In 2009, NASA's Kepler space telescope was completing the last of tests on its photometer, the instrument it uses to detect transit events, in which a planet crosses in front of and dims its host star for a brief and roughly regular period of time. In this last test, Kepler observed 50000 stars in the Kepler Input Catalog, including Kepler-7; the preliminary light curves were sent to the Kepler science team for analysis, who chose obvious planetary companions from the bunch for follow-up at observatories. Kepler-7 was not one of these original candidates. After a resting period of 1.3 days, Kepler began a nonstop 33.5-day period in which it observed 150000 targets uninterrupted until June 15, 2009, when the collected data was downloaded and tested for false positives. Kepler-7's candidate was not found to be one of these false positives, such as an eclipsing binary star that may generate a light curve that mimics that of transiting planetary companions.

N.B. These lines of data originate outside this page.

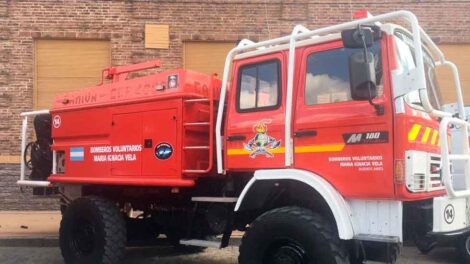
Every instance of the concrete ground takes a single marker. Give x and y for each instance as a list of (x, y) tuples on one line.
[(31, 237), (165, 255)]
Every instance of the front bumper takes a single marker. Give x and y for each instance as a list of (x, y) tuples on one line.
[(450, 215)]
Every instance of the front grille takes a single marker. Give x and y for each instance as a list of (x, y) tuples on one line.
[(435, 179), (423, 172)]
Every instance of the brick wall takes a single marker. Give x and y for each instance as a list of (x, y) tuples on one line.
[(14, 198), (122, 22)]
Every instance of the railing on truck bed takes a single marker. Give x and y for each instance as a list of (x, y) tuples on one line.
[(24, 137)]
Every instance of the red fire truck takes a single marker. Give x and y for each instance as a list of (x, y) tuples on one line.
[(324, 146)]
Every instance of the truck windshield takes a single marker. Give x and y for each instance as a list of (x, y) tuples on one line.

Kepler-7 was then observed using Doppler spectroscopy using the Fibre-fed Echelle Spectrograph at the Canary Islands' Nordic Optical Telescope for ten nights in October 2009, taken regards to the star HD 182488 to compensate for possible telescope error. Speckle imaging of the star was taken at WIYN Observatory in Arizona to check for close companions; when none were found, the High Resolution Echelle Spectrometer instrument at the W.M. Keck Observatory on Hawaii, the Harlan J. Smith Telescope at the McDonald Observatory in Texas, the PRISM camera at the Lowell Observatory, and the Faulkes Telescope North at the Haleakala Observatory on Maui were also used to analyze Doppler spectroscopy of the planetary candidate.

The radial velocity observations confirmed that a planetary body was responsible for the dips observed in Kepler-7's light curve, thus confirming it as a planet. Kepler's first discoveries, including the planets Kepler-4b, Kepler-5b, Kepler-6b, Kepler-7b, and Kepler-8b, were first announced on January 4, 2010, at the 215th meeting of the American Astronomical Society in Washington, D.C. In May 2011, the planet was detected by brightness variations of the star cause by reflected starlight from the planet. It was found that Kepler-7b has a relatively high geometric albedo of 0.3.